# Sanitizing Bottles



## Wild Duk (Jun 10, 2009)

I'm getting ready to bottle a batch......Should I use Star San or K Meta.....I have both....Also, do you let it completely dry or just drip...


Thanks


----------



## pelican (Jun 10, 2009)

I use Kmeta and just let them drip, a little extra when bottling is not a problem.


----------



## gaudet (Jun 10, 2009)

After a hot soapy internal brushing and rinsing, I spray with k-meta using my vinator and hang on the bottle tree to drip. It doesn't have to be perfectly dry. It's now sanitized.


----------



## rrawhide (Jun 10, 2009)

Do you sanitize NEW bottles? They are generally received in new cases packed upside down right from the factory. The commercial wineries just take from box and fill. They say that they are sanitized at the factory when made. 
hummmmmmmmmmmm?
rrawhide


----------



## Wild Duk (Jun 10, 2009)

How much K meta do I add to a gallon of water to sanitze....I know its 1/4 teaspoon in the batch before I bottle.....


And they are used bottles...


----------



## cpfan (Jun 10, 2009)

rrawhide said:


> Do you sanitize NEW bottles? They are generally received in new cases packed upside down right from the factory. The commercial wineries just take from box and fill. They say that they are sanitized at the factory when made.
> hummmmmmmmmmmm?
> rrawhide


YES, I sanitize new bottles. I also give them a quick cleaning (no scrubbing or even serious soaking) to eliminate any mold release or whatever that might be present. Plus sometimes, I can't tell my used bottles from the new ones.


Commercial wines generally contain higher levels of SO2 than home-made wine. Perhaps this is why they do not feel the need to sanitize.


With modern bottling lines, I wonder if some wineries aren't actually sanitizing with SO2 gas (or whatever). Anybody here have a FULL understanding of modern bottling lines?


Steve


----------



## gaudet (Jun 10, 2009)

Wild duk said:


> How much K meta do I add to a gallon of water to sanitze....I know its 1/4 teaspoon in the batch before I bottle.....
> 
> And they are used bottles...



You use 3 tablespoons k-meta per gallon for a sanitizing solution. 
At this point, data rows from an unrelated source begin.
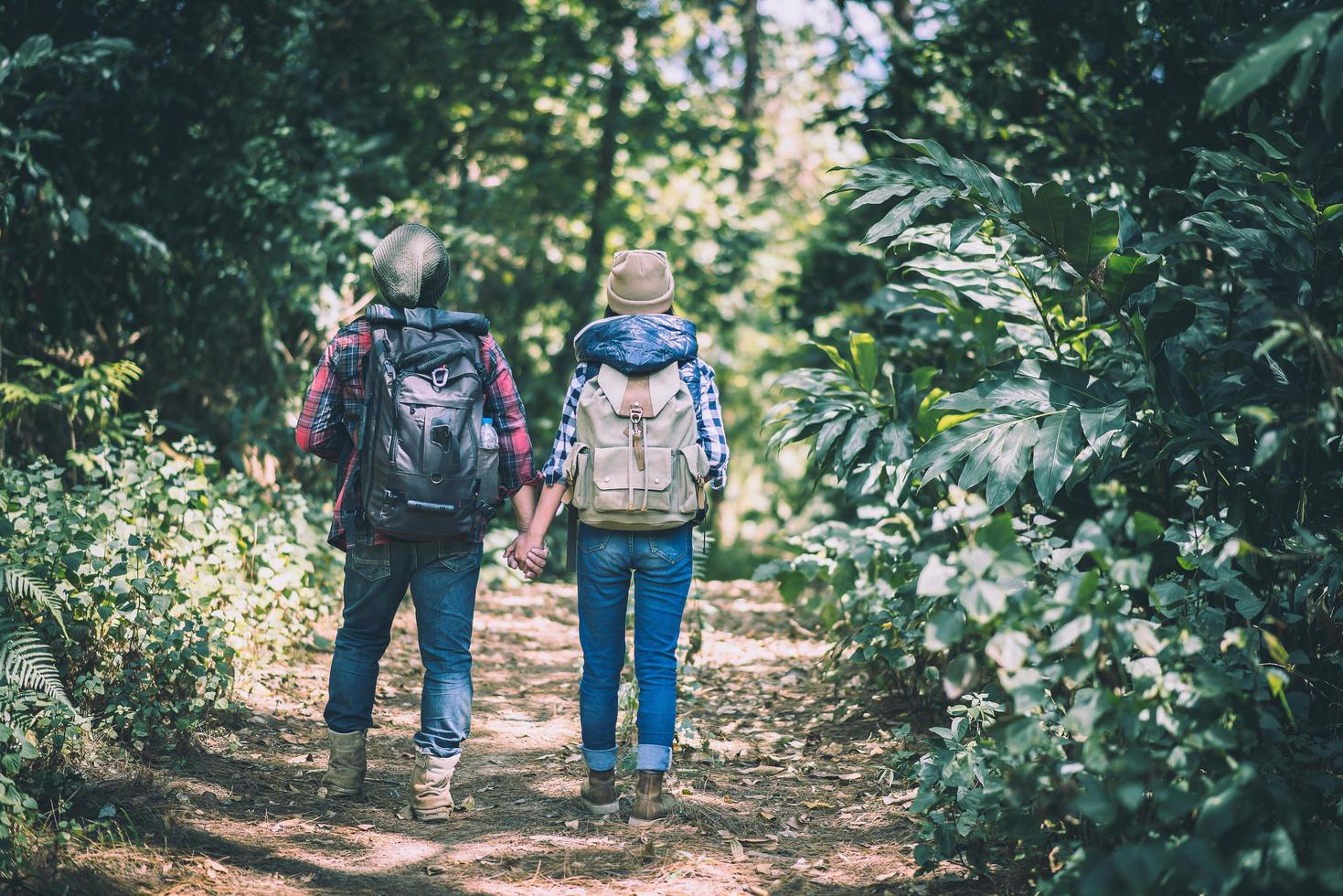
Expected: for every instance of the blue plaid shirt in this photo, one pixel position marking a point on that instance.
(708, 414)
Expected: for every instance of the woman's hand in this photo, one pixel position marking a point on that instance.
(528, 552)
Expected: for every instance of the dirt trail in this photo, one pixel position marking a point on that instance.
(776, 795)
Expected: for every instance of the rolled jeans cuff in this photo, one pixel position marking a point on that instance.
(655, 758)
(599, 759)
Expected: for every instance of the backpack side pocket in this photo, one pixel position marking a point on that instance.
(692, 475)
(578, 472)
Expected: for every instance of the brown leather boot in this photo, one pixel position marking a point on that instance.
(346, 764)
(432, 787)
(599, 795)
(650, 805)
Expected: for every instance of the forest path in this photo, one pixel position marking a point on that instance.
(784, 790)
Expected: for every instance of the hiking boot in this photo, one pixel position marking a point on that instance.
(650, 805)
(346, 763)
(432, 786)
(599, 795)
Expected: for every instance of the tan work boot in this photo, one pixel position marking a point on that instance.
(650, 805)
(346, 764)
(432, 786)
(599, 795)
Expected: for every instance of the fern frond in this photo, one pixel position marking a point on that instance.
(20, 583)
(17, 395)
(26, 661)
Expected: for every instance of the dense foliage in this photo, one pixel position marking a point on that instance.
(197, 188)
(128, 602)
(1094, 477)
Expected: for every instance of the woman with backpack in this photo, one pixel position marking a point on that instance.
(641, 438)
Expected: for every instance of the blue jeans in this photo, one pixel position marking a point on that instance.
(442, 581)
(661, 564)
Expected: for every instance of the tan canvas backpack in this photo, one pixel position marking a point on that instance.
(637, 461)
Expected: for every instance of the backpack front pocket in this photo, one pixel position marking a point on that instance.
(622, 486)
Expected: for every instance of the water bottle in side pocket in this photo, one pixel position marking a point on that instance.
(489, 435)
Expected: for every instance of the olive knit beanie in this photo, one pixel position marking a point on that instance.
(639, 283)
(411, 268)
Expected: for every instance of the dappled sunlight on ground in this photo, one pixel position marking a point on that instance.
(782, 784)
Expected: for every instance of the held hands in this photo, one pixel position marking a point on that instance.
(528, 554)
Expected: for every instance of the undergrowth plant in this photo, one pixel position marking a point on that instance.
(131, 597)
(1097, 478)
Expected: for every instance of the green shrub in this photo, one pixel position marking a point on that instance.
(1142, 652)
(132, 595)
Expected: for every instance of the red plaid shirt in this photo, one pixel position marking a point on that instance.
(334, 417)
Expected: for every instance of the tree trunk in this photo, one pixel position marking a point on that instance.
(613, 123)
(747, 105)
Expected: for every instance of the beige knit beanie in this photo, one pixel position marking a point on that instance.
(639, 283)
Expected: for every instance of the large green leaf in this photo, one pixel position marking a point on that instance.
(1082, 232)
(1127, 274)
(1036, 384)
(905, 212)
(862, 349)
(1265, 59)
(951, 446)
(1103, 427)
(1011, 460)
(1056, 453)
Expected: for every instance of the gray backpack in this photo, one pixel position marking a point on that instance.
(424, 475)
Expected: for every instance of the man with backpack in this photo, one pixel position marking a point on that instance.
(420, 411)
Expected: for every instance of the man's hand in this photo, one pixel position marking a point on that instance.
(527, 554)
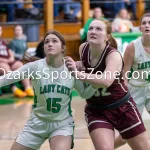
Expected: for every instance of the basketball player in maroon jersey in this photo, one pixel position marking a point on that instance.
(8, 63)
(111, 107)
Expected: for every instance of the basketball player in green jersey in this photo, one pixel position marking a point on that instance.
(51, 116)
(137, 59)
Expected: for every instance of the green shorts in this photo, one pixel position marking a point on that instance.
(36, 131)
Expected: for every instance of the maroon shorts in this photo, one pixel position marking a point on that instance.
(126, 119)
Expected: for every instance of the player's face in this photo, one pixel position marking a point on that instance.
(97, 32)
(18, 31)
(52, 45)
(145, 26)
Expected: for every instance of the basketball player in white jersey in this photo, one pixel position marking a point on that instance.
(51, 116)
(137, 69)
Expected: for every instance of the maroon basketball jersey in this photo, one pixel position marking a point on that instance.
(113, 93)
(3, 50)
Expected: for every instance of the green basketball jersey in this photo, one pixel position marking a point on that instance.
(52, 92)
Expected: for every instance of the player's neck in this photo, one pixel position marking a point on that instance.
(55, 62)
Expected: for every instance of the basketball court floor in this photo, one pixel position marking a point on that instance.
(15, 112)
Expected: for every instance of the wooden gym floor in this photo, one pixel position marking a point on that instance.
(14, 114)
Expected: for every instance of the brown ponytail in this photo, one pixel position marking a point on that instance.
(112, 42)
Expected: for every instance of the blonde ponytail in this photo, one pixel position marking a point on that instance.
(112, 42)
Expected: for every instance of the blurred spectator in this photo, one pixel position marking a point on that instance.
(8, 63)
(58, 8)
(111, 8)
(38, 5)
(10, 8)
(75, 7)
(70, 9)
(122, 23)
(40, 50)
(97, 14)
(131, 6)
(19, 44)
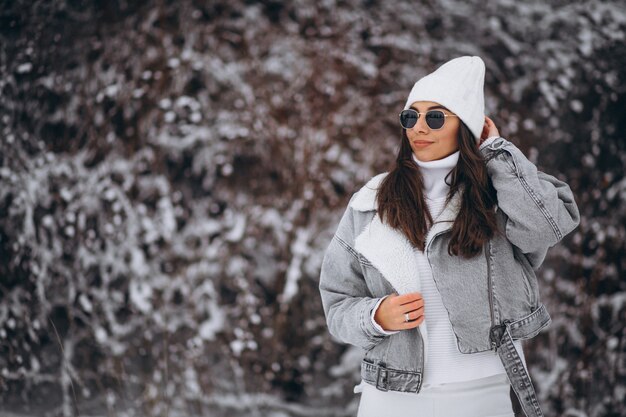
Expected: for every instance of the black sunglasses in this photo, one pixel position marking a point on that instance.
(434, 118)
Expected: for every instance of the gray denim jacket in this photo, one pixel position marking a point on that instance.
(491, 299)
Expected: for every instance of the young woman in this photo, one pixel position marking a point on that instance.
(432, 268)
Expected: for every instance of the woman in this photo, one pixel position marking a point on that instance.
(431, 269)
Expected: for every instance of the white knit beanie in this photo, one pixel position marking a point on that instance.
(458, 85)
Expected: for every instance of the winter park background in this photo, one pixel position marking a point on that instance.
(171, 173)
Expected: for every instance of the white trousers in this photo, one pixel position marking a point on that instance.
(483, 397)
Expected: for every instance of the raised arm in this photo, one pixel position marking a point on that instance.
(540, 208)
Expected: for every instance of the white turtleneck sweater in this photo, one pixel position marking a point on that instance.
(444, 363)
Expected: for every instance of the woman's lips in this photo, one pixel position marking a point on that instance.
(421, 143)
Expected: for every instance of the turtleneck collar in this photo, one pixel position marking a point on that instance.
(434, 173)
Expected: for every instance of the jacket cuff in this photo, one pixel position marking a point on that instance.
(377, 326)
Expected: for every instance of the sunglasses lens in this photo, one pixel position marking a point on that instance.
(435, 119)
(408, 118)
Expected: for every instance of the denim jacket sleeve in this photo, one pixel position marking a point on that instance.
(346, 299)
(540, 208)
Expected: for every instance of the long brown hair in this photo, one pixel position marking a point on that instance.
(400, 198)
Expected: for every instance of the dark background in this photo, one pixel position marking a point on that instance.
(171, 173)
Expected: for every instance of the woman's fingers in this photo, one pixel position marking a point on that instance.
(415, 319)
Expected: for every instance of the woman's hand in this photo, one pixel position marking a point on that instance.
(390, 313)
(489, 129)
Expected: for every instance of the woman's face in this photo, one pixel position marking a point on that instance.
(436, 144)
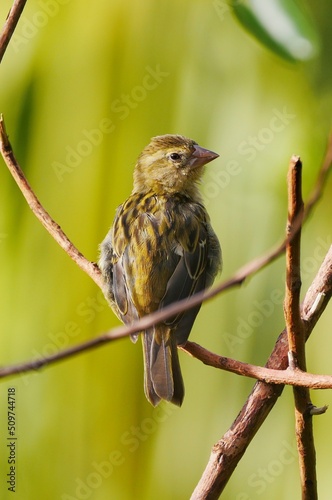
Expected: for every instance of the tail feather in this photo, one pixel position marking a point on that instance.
(162, 373)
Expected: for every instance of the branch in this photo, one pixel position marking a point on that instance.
(296, 378)
(52, 227)
(228, 451)
(92, 269)
(296, 337)
(10, 25)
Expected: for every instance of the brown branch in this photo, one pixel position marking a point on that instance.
(228, 451)
(296, 337)
(10, 25)
(92, 269)
(296, 378)
(293, 319)
(52, 227)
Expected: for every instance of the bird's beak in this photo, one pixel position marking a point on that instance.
(201, 156)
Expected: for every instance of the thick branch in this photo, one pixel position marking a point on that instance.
(52, 227)
(296, 378)
(296, 338)
(10, 25)
(228, 451)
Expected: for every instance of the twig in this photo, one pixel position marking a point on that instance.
(52, 227)
(296, 378)
(296, 337)
(293, 319)
(10, 25)
(92, 269)
(228, 451)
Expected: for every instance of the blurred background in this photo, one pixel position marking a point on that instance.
(84, 86)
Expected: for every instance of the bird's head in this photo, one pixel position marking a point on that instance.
(171, 164)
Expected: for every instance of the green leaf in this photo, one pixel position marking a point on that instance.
(282, 26)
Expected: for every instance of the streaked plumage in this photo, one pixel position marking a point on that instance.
(160, 249)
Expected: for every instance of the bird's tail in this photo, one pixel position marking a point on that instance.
(162, 373)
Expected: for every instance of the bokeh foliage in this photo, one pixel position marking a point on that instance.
(84, 85)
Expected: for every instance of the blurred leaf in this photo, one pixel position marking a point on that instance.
(282, 26)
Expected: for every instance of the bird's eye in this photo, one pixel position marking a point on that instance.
(175, 156)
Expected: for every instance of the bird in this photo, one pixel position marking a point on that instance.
(160, 249)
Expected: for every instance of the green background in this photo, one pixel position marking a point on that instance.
(84, 85)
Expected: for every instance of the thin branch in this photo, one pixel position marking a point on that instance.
(296, 378)
(92, 269)
(52, 227)
(296, 336)
(293, 319)
(228, 451)
(10, 25)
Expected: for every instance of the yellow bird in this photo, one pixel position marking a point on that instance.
(160, 249)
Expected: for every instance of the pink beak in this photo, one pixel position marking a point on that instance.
(201, 156)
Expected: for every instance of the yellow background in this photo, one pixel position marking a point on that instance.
(84, 85)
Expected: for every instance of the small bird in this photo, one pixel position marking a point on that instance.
(160, 249)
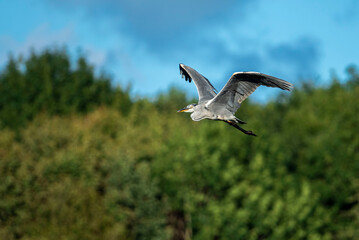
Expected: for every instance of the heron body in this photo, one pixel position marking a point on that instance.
(223, 105)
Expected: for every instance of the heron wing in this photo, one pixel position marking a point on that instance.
(243, 84)
(205, 89)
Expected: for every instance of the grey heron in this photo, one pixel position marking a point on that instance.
(223, 105)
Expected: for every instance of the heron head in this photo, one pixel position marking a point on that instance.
(188, 108)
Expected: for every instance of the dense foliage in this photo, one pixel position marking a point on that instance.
(97, 165)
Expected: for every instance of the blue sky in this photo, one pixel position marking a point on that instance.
(141, 42)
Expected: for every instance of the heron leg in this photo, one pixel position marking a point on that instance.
(240, 121)
(234, 124)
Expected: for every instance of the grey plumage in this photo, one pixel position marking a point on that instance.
(222, 106)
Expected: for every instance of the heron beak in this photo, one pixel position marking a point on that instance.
(185, 109)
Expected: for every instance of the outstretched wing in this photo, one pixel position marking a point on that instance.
(243, 84)
(204, 88)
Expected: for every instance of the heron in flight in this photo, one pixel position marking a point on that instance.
(223, 105)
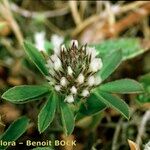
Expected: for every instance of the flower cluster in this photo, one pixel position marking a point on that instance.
(147, 146)
(72, 71)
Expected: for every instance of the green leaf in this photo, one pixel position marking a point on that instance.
(122, 86)
(67, 117)
(15, 130)
(2, 25)
(111, 62)
(25, 92)
(47, 113)
(114, 102)
(36, 57)
(92, 105)
(131, 47)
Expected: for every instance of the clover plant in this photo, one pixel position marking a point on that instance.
(75, 84)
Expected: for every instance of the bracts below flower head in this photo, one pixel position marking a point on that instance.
(72, 71)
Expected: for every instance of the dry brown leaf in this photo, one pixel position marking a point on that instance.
(133, 145)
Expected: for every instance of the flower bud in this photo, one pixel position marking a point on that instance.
(69, 70)
(73, 90)
(63, 81)
(39, 40)
(80, 78)
(91, 81)
(85, 93)
(57, 87)
(74, 43)
(57, 64)
(91, 51)
(69, 99)
(98, 80)
(95, 65)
I have never used new bottles, but I certainly would wash and sanitize them as if they were recycled.


----------



## hannabarn (Jun 12, 2009)

This is the method I use for sanitizing bottles--3 tbs K-meta per gallon of water. I fill a bottle about half full of soultion and then I pour (using a sanitized funnel) from one bottle to the next until I have sanitized all the bottles I need. The small amount left in each bottle doesn't hurt. Of course I bottle immediately. Works for me!!!


----------